What can I do about it? If you get bloody knuckles a lot, try adjusting the angle of your snare and make sure your throne isn’t too low. Make sure you have enough room for your elbows and don’t sit with your back against a wall. If your grip is too tight, find a more comfortable and loose technique. And it should go without saying, but if pieces of your sticks are breaking off in your hands, get new sticks!
Should I be worried? It’s uncomfortable, awkward, and can turn into a rash, but it’s not going to kill you. For drummers, chafing usually happens in the inner thighs, but it can happen in a few other places, too. If it’s so bad that the area gets raw and infected, definitely pay a visit to the clinic.
What’s causing it? Sweaty skin and/or clothing rubbing together creates friction and irritation. Not fun.

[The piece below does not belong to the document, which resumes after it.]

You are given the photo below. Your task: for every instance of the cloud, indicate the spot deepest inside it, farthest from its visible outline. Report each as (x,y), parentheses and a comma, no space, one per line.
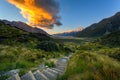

What can I do about it? Wear loose-fitting pants while drumming, or choose shorts that don’t ride up: this will prevent the skin on your thighs from rubbing together, while also avoiding rubbing on fabric. It’s already come up in this article, but moisture-wicking athletic clothing can help reduce sweat. You can also use Vaseline or an anti-chafing product (usually in the form of a stick or powder).
These questions might seem embarrassing, but it’s all (mostly) normal stuff drummers’ bodies go through. While we do ‘hit things’, our bodies are just as much part of the instrument as our drums. Don’t forget to take care of yourself!
*Drumeo can’t provide medical advice. Go see a doctor if you’re concerned about something!